Its main entrance is via the former financial building. Inside, visitors encounter cloakrooms, an “infotheque” (reception area to welcome guests and help with requests) and newspaper library.
This space leads into the extension, a quadruple-height volume that connects to a multifunctional outdoor space used as an outdoor theatre or cinema or for lectures.
Photography by Marco Cappelletti
A staircase and walkways evoking a tree’s branches inside the new space link it to the older structures. The library houses sections devoted to fiction and non-fiction books, a music archive, kitchen and children’s play areas.
Elements of the old architecture have been retained, such as windows on the existing buildings’ facades, which overlook the interior of extension, creating an ambiguous sense of being inside and out. Moreover, 13th-century frescoes in the former financial building have been kept in a space used as a quiet reading area.
The extension incorporates two gigantic contemporary versions of a bow window called an erker, a common feature on old buildings in Brixen. The latter comprises brick walls punctuated with relatively small windows but in the new library they have been reimagined as fully glazed.
Photography by Marco Cappelletti
The extension’s south-facing elevation is windowless, however, to protect books from strong sunlight. The library’s erkers boast views of the cathedral and Bishop’s Palace, reinforcing the links between the neighbourhood and new extension.

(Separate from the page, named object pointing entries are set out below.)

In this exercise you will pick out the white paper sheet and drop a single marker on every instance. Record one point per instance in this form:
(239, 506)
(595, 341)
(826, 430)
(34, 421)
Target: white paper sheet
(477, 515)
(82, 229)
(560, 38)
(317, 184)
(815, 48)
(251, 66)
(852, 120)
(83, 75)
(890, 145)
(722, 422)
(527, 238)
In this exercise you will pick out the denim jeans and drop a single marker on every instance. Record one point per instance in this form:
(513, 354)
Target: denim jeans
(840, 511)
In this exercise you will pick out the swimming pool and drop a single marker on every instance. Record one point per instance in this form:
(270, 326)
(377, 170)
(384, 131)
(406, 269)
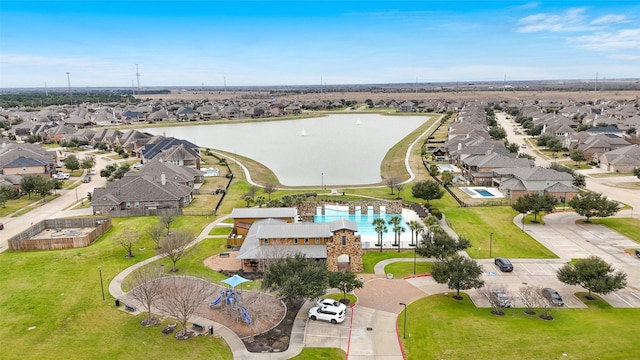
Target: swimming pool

They are also an assimilation, says Carlana, of ‘a domestic device’ and address what he believes is a growing need for us ‘to feel at home even in public places’.
Despite the monumental scale of the library, which houses 36,000 books on shelving that sometimes shoots off at oblique angles rather than forms regimented rows, the architects haven’t treated it as an ivory-tower institution but as an all-welcoming venue.
Photography by Marco Cappelletti
Just as public libraries worldwide are evolving into cultural hubs boasting other amenities, the library isn’t designed to be just a repository of books, asserts Carlana.
‘It’s not just a large container of books but deeply rooted in its context – designed to generate human exchanges, intertwining different cultures and people of all ages.’